Because sex chromosome linkage of genes that contribute to EtOH traits would result in male hybrids behaving more like their maternal strain for genetic and not environmental reasons, male and female mice were examined for all phenotypes. Although sex effects were observed on some measures in hybrid mice, only one significant interaction of maternal strain and sex was found (i.e. forced intake of 2% EtOH); an interaction in which differences in hybrid animals were observed in females from different maternal strains but not in males and therefore not because of sex chromosome linkages.
Consistent with previous reports, female mice drank more EtOH (Juarez & Barrios de Tomasi 1999; Lancaster & Spiegel 1992), were more sensitive to the locomotor activating effects of EtOH (Dudek et al. 1991) and displayed greater EtOH-induced hypothermia (Crabbe et al. 1989) than did males, regardless of genotype.
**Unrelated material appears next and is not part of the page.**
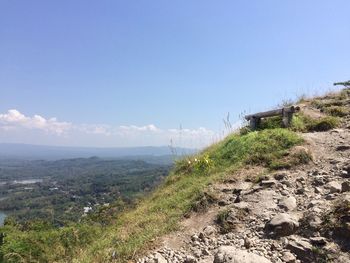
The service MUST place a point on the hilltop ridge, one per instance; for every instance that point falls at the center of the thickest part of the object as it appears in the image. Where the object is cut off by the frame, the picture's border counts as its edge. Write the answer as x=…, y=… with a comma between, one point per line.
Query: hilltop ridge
x=270, y=195
x=300, y=213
In particular, female mice altered their EtOH intake when choice procedures were reinstituted following forced EtOH exposure, which may have implications for procedures designed to promote excessive EtOH intake following short-term deprivation (Heyser et al. 1997). Interestingly, effects of replicate were genotype-specific with inbred B6 females decreasing intake and hybrid females increasing EtOH intake over replicates; results suggesting that the EtOH deprivation effect may occur differentially in male and female mice and be dependent upon genetic background.
The current experiment provides the first systematic investigation of maternal strain effects on EtOH responses, providing evidence that differences in maternal strain contribute to individual variance in EtOH-related phenotypes with high degrees of genetic influence. Although the appearance of maternal strain effects were dependent upon the trait assessed and procedure used, the current findings expand previous research showing long-lasting effects of differences in maternal care on offspring behavior and physiology.